I’ve just finished reading the book ‘Release the Bats’ by DBC Pierre, an eccentric writer who won the Man Booker Prize with his first novel in 2003. The book is part memoir, part writing masterclass - designed to share some of his philosophies on writing with would-be fiction writers. All in all I found the book very underwhelming. It felt remarkably self-indulgent and while each personal story was meant to be a vehicle for making a certain point about writing - most of them felt unnecessary. I think this book represents one of those that writers drift towards in the midst of their procrastination - choosing to learn rather than to write. (I’ve fallen into this trap way more times than I can count).
Setting aside the book itself, there was one moment which I found worthwhile and that’s what I wanted to share in this post.

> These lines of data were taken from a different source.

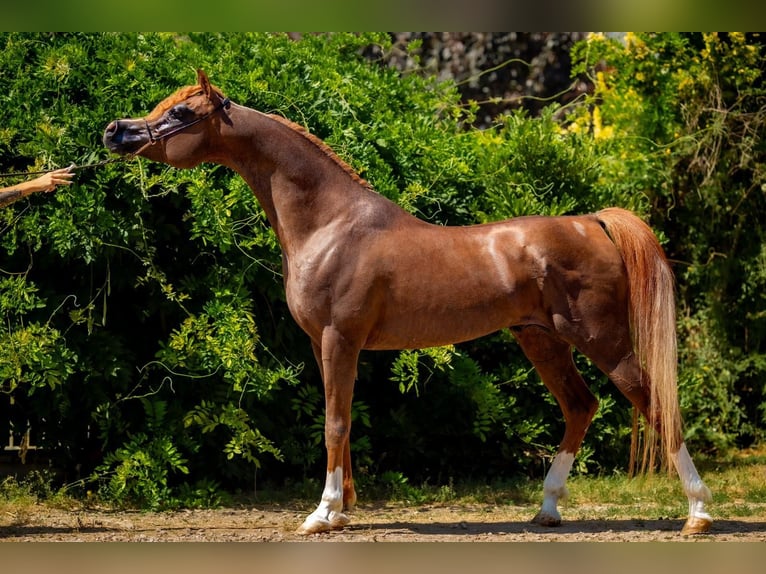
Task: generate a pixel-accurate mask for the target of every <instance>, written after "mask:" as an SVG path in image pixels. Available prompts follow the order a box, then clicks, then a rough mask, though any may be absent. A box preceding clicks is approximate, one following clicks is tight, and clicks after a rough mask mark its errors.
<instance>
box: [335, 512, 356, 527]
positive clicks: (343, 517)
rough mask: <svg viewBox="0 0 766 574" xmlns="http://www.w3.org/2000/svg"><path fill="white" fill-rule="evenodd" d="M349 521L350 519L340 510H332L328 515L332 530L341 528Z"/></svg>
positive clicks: (347, 516) (346, 523)
mask: <svg viewBox="0 0 766 574" xmlns="http://www.w3.org/2000/svg"><path fill="white" fill-rule="evenodd" d="M349 522H351V519H349V517H348V516H346V515H345V514H343V513H341V512H334V513H333V514H332V515H331V516H330V527H331V528H332V529H333V530H343V528H344V527H345V526H346V525H347V524H348V523H349Z"/></svg>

I was lying on a couch on a lazy Sunday reading this book in complete stillness and disappointed as I was by the book itself, the last page held a nugget which beautifully sums up my love of reading books. The piece was a DBC Pierre contribution to a bizarre cookbook called ‘The MEATliquor Chronicles’ and it goes like this:
"The book is an end in itself. Nobody can like or dislike us because of opening it. They can tweet it out their ass. The book never needs upgrading. It doesn’t self-lock. You agree no terms to buy it. You untick no box, open no account, sign no contract, receive no mail, reveal no whereabouts. Nobody will come in a year’s time to make you pay for it again. It is a universe which you carry in your hand and open at the speed of your nature, again and again, for ever. It belongs only to you and is under your control. It has a smell, a texture, a colour, a style, and three organic dimensions. It teaches of, and for, and against all the things you choose it to, and is a human right whose loss would be an end to freedom. Because when every battery is in enemy hands, and all our little screens are dead - it will speak for you a thousand years more, and we are your stains upon it. Stain this book.”
There’s something to that paragraph that gets at why I value books so much. There’s something truly special about holding a real physical copy in your hand. Stain the book.